La réduction de mobilité survient chez les quelque 10 % de notre population qui, bientôt, auront plus de 80 ans. Mais pour le tiers qui a entre 60 et 80 ans, il ne s'agit pas de personnes âgées.
Les conséquences de tout cela se font sentir sur la densité. Où nos concitoyens choisissent-ils d'aller ? Plutôt que d'opposer villes et campagnes, je préfère parler de trajectoires résidentielles, qui les conduisent des zones périurbaines à une parenthèse estudiantine en centre-ville, avant de retourner dans le périurbain élever leurs enfants. Quant à la trame des petites villes, sur lesquelles beaucoup désespèrent, elle est au rendez-vous d'une société où une fraction de chaque génération attend un niveau d'équipements et de services ainsi qu'un cadre de vie qui lui conviennent, et ne s'installe ni à la campagne, trop peu dense en interactions sociales, ni dans les grandes villes, jugées trop stressantes. L'accroissement des vitesses augmente la capacité de choix et de rayonnement, et réduit en fait la concurrence entre les positions : il y a de moins en moins de concurrence entre les espaces de vie.

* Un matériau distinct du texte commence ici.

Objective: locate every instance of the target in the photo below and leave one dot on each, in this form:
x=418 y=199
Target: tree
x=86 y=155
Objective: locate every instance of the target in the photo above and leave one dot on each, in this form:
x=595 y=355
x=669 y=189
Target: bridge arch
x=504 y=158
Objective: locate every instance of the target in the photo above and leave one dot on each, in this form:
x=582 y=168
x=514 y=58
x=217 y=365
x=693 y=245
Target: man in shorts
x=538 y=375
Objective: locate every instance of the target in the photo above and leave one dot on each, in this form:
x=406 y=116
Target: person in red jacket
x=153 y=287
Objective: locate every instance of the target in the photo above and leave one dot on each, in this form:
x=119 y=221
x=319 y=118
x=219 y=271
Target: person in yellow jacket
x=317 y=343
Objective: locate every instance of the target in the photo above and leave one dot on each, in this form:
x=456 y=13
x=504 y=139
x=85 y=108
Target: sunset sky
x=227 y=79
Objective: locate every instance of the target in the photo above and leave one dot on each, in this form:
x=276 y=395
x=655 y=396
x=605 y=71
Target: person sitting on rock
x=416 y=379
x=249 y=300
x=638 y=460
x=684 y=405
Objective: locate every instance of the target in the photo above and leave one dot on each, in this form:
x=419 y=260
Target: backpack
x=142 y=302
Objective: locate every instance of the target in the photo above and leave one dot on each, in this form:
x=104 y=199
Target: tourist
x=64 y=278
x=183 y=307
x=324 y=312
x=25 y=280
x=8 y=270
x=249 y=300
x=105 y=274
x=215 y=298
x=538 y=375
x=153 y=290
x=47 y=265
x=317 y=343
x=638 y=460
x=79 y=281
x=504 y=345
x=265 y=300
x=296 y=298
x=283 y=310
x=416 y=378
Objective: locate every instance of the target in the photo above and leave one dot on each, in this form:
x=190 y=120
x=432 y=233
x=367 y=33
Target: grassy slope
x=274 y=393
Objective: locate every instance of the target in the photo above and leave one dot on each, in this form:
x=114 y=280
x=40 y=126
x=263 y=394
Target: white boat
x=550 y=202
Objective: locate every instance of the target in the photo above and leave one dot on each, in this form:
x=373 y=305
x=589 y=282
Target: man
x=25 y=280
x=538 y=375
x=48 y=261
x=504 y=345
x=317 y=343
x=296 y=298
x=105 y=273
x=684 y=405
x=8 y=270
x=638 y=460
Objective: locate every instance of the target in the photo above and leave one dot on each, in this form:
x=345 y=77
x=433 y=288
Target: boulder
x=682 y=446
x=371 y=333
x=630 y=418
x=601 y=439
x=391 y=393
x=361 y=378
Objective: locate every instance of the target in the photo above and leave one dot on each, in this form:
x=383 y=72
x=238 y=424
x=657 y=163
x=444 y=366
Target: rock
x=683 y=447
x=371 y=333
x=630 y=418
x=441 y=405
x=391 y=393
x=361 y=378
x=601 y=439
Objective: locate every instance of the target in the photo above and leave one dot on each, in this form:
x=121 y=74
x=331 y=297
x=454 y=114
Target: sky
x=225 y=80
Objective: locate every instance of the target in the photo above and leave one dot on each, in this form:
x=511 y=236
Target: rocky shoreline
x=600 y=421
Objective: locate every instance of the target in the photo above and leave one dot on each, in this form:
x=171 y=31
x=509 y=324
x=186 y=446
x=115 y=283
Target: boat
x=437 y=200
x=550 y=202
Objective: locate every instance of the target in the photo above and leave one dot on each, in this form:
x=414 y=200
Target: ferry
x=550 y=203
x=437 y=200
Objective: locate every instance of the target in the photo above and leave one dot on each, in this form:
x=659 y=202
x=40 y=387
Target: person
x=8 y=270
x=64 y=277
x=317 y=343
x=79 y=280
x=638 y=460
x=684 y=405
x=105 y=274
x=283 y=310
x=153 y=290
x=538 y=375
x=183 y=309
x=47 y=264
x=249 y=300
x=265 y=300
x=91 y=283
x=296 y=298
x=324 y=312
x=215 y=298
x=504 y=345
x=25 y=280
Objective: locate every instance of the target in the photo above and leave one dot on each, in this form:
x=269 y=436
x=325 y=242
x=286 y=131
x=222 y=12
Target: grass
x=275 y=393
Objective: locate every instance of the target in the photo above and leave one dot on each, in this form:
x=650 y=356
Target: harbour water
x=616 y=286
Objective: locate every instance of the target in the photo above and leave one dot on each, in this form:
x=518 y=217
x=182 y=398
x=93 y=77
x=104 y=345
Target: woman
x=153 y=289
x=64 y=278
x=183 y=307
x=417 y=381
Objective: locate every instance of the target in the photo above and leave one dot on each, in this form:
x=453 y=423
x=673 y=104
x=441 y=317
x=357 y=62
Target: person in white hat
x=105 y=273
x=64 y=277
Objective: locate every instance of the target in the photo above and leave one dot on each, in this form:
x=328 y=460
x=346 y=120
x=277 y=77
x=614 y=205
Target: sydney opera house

Le paradoxe est que notre société du choix est rongée par une incompréhension mutuelle croissante de nos choix. Grenoblois installé à Paris, je me heurte en permanence à la nécessité de devoir justifier mon implantation dans une ville vue comme cosmopolite, sale et envahie de touristes. Et la plupart des Parisiens sont dotés d'une solide capacité de mépris pour le choix inverse. C'est un vrai problème. Alors que les Français occupent une gamme variée de territoires et en sont très heureux, car ils jouent avec de considérables écarts de densité - qui attirent aussi nos voisins européens -, l'incompréhension monte. On dénonce les centres abandonnés, on accuse certains territoires d'avoir capté toute la richesse. Or l'exemple des déserts médicaux, qu'on trouve aussi bien en zones rurales qu'au centre de Paris, montre bien que ce type d'interprétation est simpliste. Il s'agit plutôt d'une crise de la médecine libérale.
La fracture est un sujet grave, mais d'abord idéologique et politique, car il met en jeu nos représentations et notre culture. Le sens de la géographie est d'expliquer dans quel monde nous vivons. À la fin du 19ème siècle, Le Tour de la France par deux enfants avait pour vocation de montrer aux écoliers, en préparation de la revanche, dans quel ensemble très cohésif ils allaient s'insérer. Or notre géographie peine depuis une dizaine d'années à raconter la cohésion, la cohérence de notre société - et risque ainsi de perdre son utilité sociale. Certes, nombre de micro-fractures et d'inégalités travaillent en profondeur nos territoires, mais ce n'est pas ce qui fabrique la fracture territoriale, qui forme la toile de fond paradoxale d'une société de bientôt 70 millions d'habitants qui n'a jamais autant occupé son espace.